十六、小生は、先の張形を弄ぶときに感じた彼女の事務的な所作の意味をようやく理解し、『鑑賞会』で彼女を追うのも潮時かと思った早合点と、妄想が正しければ、不能な彼女の夫であるかの如く、彼女の性的な欲求を真に理解し得ていなかったことを恥じた。そのような『反省』など無視するように、彼女の喜悦の声が耳を刺激した。男に聞かせるための声ではなく、自らの意思で昂ぶる生身の女が腹の底から絞り出すような声に小生はいたく興奮した。彼女が器具を操る度に、孔からは先の張形が決して奏でることがなかった粘り気のある響きを奏で始めた。その響きと彼女の声のリズムは徐々に速くなっていく。張形による穴への刺激がもはや不要なほどに昂ったのか、両手は乳房を鷲掴み、両脚はピンと伸ばされたまま、彼女は顔を仰け反らせて全身を断続的に痙攣させる。そこで彼女は薄目を開いた。己の欲求が満たされていることを確かめるように、取り囲む小生達を一瞥すると、半分ほど抜け出ていた張形を孔の奥深く突く。

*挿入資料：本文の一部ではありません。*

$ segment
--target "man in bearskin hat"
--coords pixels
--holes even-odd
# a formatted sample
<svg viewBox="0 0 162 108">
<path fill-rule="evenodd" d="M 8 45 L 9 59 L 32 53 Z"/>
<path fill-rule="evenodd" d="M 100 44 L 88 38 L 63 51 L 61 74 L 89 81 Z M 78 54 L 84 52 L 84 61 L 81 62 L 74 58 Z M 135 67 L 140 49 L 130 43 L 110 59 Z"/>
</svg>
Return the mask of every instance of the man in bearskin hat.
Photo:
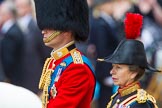
<svg viewBox="0 0 162 108">
<path fill-rule="evenodd" d="M 43 108 L 90 108 L 95 77 L 89 60 L 75 47 L 88 38 L 86 0 L 35 0 L 46 46 L 52 47 L 40 78 Z"/>
</svg>

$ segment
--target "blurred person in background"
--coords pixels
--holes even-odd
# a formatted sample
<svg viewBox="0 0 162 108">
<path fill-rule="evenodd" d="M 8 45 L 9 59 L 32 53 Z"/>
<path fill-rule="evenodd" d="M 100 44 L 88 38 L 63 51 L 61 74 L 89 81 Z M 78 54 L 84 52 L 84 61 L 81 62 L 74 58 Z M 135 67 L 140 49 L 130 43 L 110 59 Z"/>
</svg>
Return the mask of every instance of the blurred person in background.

獣のような、といった例えが陳腐な声をあげて絶頂を迎えた。

十七、絶頂の波が過ぎると、身体からこわばりが消えていき、彼女は首を傾けて息を荒げている。半開きのままの口の端から涎が糸を引いて彼女の乳房に垂れ落ちている。襖が開いてお屋敷の老婦人が入って来て『鑑賞会』の終了を無言で告げる。ここから先は、彼女が日々を過ごす日常に戻っていく過程であり、その様子にまで未練を残すことは、化粧をしている女の貌を覗き込むようなものだろう。いや、彼女は日常から非日常へと戻っていくのかもしれない。小生は本性を見せてくれた彼女に感謝し安寧を祈り、これからも日常に戻りに来る彼女を迎えようと思いながら、椅子から腰を上げ広間を後にした。